Заговор ангелов (Сахновский) - страница 64

Пока мы не ушли по своим делам, Вера Борисовна торопилась поведать о дочке: сама поступила в столичный вуз, учится на стипендию, прелесть и умница, только вот худая очень и письма редко пишет… Говоря всё это, косилась на моего приятеля со значением. Потом внятно упрекнула: зря вот вы приезжаете каждый раз, когда Дины нет. А на каникулах сразу и познакомились бы!.. Арсений резонно возражал, что комнат всего две и ему будет просто негде ночевать – разве только в одной спальне с дочерью хозяйки. Вера Борисовна по-девичьи смутилась, но тут же принесла фотоальбом, чтобы мы всласть насмотрелись на её прекрасную Дину; перебирала и подсовывала одну за другой любительские карточки: то целый прайд купальщиц на берегу с мелкими нерезкими личиками, то чей-то неуверенный локоть, перечёркнутый смазанной веткой. И везде вместо Дины было бедное слепое пятно.

«Да, здорово, очень красивая!» – подтвердили оба лицемера и засобирались.

Не так уж много времени, всего несколько лет, оставалось до того момента, когда мы готовы будем отдать что угодно за возможность ещё раз полистать этот альбом – хоть что-нибудь вычитать из выгорающей светотени, из того слепого пятна.

Свою восторженную угрозу: «Вот увидишь!» Арсений выполнил с избытком, я увидел больше, чем ожидал. Хотя, по большому счёту, некоторые главные, опорные вещи спокойно позволяют себя разглядеть и постичь с любого расстояния, безо всяких путешествий. Но иногда ценой физической близости к самоочевидному открываешь персональные Америки, сулящие не меньше наград и сокровищ, чем колумбовский Новый Свет.
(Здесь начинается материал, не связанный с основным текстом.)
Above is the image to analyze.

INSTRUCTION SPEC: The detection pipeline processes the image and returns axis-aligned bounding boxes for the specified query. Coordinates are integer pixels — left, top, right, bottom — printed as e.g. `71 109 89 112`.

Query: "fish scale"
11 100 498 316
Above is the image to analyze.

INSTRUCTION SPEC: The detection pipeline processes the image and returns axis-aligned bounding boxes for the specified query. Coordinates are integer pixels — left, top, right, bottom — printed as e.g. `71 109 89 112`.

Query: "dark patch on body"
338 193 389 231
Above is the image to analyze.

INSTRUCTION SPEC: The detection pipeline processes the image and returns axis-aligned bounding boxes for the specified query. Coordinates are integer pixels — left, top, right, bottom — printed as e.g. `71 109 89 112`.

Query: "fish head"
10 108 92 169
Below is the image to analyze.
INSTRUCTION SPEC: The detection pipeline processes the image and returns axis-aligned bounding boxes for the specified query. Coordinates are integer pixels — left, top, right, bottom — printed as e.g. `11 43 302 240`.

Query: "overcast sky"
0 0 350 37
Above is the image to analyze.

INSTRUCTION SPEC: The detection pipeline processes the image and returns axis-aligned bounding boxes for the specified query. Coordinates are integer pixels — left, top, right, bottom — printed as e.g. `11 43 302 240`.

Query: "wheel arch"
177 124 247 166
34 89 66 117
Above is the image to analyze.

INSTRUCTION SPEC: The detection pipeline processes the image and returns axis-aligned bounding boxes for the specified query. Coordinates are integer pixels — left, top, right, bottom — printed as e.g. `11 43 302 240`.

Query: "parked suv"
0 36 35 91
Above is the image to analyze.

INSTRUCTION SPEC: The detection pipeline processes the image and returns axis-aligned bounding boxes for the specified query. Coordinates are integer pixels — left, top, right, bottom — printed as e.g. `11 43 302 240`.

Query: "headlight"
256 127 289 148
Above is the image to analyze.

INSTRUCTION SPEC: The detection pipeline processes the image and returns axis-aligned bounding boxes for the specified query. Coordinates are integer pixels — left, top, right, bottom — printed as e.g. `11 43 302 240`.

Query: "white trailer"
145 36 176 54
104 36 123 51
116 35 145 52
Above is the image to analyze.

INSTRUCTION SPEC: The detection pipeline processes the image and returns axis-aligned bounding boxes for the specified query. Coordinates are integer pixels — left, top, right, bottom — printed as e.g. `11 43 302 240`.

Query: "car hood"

Надоевшие с детства колонны, без которых не обходились ни один захолустный дом культуры, ни одна уважающая себя контора, вдруг обнаруживали природные, древесные повадки. Архаичная, грубо обструганная опора иногда на свой страх и риск оживала и пускала корни. Колонна из мрамора тоже вырастала, как дерево, старательно подражала ему. Кронакапитель, не торопясь, набирала лиственную силу – от скудости и строгости дорического ордера до кудрявости и пышности коринфского. Ствол, казалось бы, устремлённый вверх, на самом деле никуда не хочет уходить от земли: он достигает фриза или фронтона, где изображены истории из жизни богов, и как бы заземляет их, накрепко связывая с подножьем, глинистым и травяным. Жизнеспособность этих колоннад, разросшихся классическими рощами и лесами по всему миру, по обе стороны океана, просто поражает.

Мы сели на пригретый серый камень фундамента у входа в жилище, построенное двадцать пять веков назад, и прикончили бутылку чёрной изабеллы. Погибшая в давильне виноградная лоза, вмешиваясь в кровь, дивным образом вставала и распрямлялась.